Given it was Van Graan and Larkham who would have been leading the thinking on this contract decision – Graham Rowntree wouldn’t even interview for the position of head coach until after John Ryan had been informed there was no contract for him in December 2021 – it’s likely that they were earmarking Ryan’s role as an impact player off the bench to one of the younger props.
To understand the thinking behind that, you’ve got to look at the wider state of the contract environment. As we’ve seen in the last two seasons that if you’re a senior player (aged 27 or above) on a higher-tier contract who’s not currently involved in the test game and not a core player then you are in danger of getting drastically cycled down the pay tiers or getting released altogether.
From a tighthead-specific perspective, these same contract questions are all being asked in an environment where David Nucifora and the IRFU are also looking at Munster and asking where the next chain of Irish-qualified Munster tightheads is coming from given, to be blunt, Stephen Archer has never been an active contender for test consideration outside a brief window in 2013 and John Ryan, as good as he was, was solidly behind Porter and Furlong from 2018/19 onwards and, post-Porter Switch, Bealham and O’Toole had jumped ahead of him.
The IRFU needed to see Knox and Salanoa invested in as senior players so they were awarded two and three-year deals respectively. James French showed enough at different points in the season to be worth a punt on a two-year deal. That left a decision between Ryan and Archer.
So, with everything you know based on their usage to this point over the last three years do you;
A: Sign Archer on a one-year-and-done cut-price veteran deal where he retires in 2023 and cycles down his minutes in 2022/23 to allow your young core of tighthead props to ascend to starting and finishing roles?
or
B: Try to convince John Ryan, who has two or three years left in him at this level, to continue his role as a bench impact player when you have directives from above to scale up both Knox and Salanoa next season and you figure you’re going to give Ryan’s role to one of those players at the very least? Do you pay him in line with his tenure and experience, even at the risk of spending “bad” money on that contract?

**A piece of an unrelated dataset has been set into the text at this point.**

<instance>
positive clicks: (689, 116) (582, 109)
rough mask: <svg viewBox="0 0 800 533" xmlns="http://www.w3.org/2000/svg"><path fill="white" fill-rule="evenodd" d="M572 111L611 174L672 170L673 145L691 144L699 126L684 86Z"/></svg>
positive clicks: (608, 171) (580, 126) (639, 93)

Essentially, how much do you want to spend of your limited provincial funds on a prop who you use off the bench? How many contract years can you afford to give that guy given you have three guys you are under instruction to develop as Irish options the following year?
To do that – and release Archer – you would be looking to immediately transition Knox or Salanoa to a starting role unless you’re radically changing what you’re expecting from your tight five as a unit.
In that environment and that context, there was only one decision to make. Only time will tell if it’s a good or bad decision.